Recently, I decided to join Stripe full-time to help shape and hack on the support team. I’ve actually been working with Stripe since February doing part-time support in the Campfire chat, and even before then in a completely unofficial role as a user and community advocate.

As I also have meld with my mom, I’ve historically been against the thought of joining another company in a full-time capacity, even if I got to continue working on meld. But there’s something really special about Stripe, and I felt it from the moment I first got my beta invite.

When I started using Stripe, my mom and I were just launching an entirely rethought version of meld (then, QR Card Us). Everything was going smoothly (especially when you factor in no sleep for 48 hours–but that’s a post for a different time), but a larger client found our site and was interested for the whole company. There was only one problem: the form wouldn’t generate his card token.

Okay, there were actually two problems: the form wouldn’t generate his card token and I couldn’t reproduce. He was extremely patient (you know who you are–thanks!), but I had to get this fixed. Not knowing what else to do, I blindly emailed support@stripe.com with the customer’s IP address in hopes that they could help pinpoint the problem by verifying whether or not they were receiving his create token request.
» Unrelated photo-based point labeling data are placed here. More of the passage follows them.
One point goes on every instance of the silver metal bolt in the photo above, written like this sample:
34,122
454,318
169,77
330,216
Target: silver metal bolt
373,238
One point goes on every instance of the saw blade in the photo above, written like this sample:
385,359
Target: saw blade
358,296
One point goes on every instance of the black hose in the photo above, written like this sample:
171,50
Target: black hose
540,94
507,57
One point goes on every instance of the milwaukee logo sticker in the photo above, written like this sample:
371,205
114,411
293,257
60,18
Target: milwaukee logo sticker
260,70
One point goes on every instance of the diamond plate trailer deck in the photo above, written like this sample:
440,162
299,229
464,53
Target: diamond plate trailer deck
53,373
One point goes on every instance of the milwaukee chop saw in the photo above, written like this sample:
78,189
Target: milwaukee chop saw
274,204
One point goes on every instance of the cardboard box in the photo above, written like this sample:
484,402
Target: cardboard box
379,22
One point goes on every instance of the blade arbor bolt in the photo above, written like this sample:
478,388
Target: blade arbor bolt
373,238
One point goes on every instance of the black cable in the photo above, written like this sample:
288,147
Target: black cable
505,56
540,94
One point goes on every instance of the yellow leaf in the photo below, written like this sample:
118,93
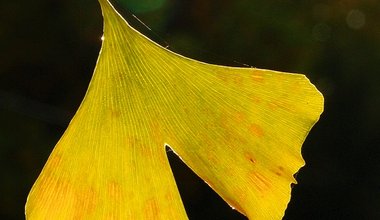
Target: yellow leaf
239,129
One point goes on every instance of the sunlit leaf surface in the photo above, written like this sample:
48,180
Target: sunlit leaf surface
239,129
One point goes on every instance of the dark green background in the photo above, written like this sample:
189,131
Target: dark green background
48,49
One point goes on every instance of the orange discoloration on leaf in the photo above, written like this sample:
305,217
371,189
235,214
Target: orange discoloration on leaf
239,129
256,130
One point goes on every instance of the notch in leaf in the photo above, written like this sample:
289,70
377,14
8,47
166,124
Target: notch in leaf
239,129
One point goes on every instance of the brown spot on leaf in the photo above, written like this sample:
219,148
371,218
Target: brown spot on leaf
250,157
261,182
256,130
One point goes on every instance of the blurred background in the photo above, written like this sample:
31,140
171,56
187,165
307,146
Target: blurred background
48,50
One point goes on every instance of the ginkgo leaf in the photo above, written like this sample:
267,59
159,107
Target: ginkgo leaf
239,129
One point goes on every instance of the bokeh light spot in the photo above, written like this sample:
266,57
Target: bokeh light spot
321,32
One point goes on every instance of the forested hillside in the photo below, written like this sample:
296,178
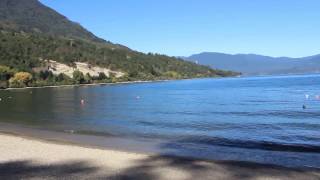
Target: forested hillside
31,33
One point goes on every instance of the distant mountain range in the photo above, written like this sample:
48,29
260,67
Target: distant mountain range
253,64
31,32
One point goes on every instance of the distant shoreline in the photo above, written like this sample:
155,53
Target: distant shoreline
93,84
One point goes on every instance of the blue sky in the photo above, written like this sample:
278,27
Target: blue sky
184,27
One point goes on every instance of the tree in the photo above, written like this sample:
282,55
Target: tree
78,77
102,76
88,78
20,79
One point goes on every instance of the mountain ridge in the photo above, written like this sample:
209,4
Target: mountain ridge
31,32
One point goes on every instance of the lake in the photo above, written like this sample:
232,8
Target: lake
257,119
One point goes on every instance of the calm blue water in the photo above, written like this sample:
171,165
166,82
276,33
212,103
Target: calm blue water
256,118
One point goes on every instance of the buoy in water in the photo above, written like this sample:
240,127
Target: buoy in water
82,102
307,96
304,107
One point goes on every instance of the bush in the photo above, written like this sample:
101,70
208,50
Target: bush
20,80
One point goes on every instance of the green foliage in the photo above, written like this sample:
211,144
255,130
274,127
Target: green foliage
20,79
24,51
78,77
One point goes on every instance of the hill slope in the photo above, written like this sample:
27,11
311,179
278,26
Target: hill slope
32,32
252,64
33,17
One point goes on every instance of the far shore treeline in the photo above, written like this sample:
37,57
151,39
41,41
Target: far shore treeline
21,53
31,33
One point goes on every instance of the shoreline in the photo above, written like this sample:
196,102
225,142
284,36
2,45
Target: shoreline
93,84
47,159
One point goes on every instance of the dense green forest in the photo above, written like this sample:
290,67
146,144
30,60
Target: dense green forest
31,32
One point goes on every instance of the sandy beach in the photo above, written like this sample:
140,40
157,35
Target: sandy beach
25,158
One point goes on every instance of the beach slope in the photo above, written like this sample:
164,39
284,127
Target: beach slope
25,158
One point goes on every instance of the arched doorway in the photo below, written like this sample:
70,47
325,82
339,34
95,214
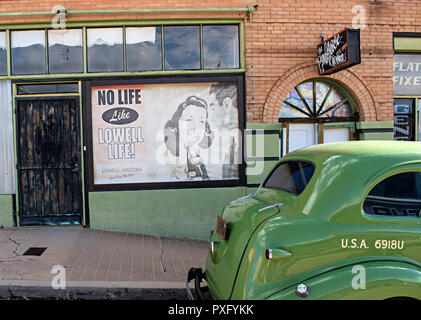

What I got back was so much more. Greg Brockman promptly wrote me, not only giving insight into their logs, but actually going to my website, sifting through JavaScript that was completely separate from their end, and helping to point out potential problem areas.

Thanks to Stripe, I was able to find the issue and get the client promptly signed up.

This is not an isolated incident, nor just a matter of Greg being an exception to the rule. Continuing to ask Stripe for pointers along the way, I found myself witnessing a recurring theme: they were, quite simply put, fantastic people.

Thanks to Stripe, I quickly found myself with a whole team of people behind what was really just a 2-person startup.

Many companies claim they care about their customers, but are prompt to levy heavy taxes and curt responses instead. Stripe was different. They surpassed what I had ever expected from a team; even as a total stranger, they actually cared about what was best for me.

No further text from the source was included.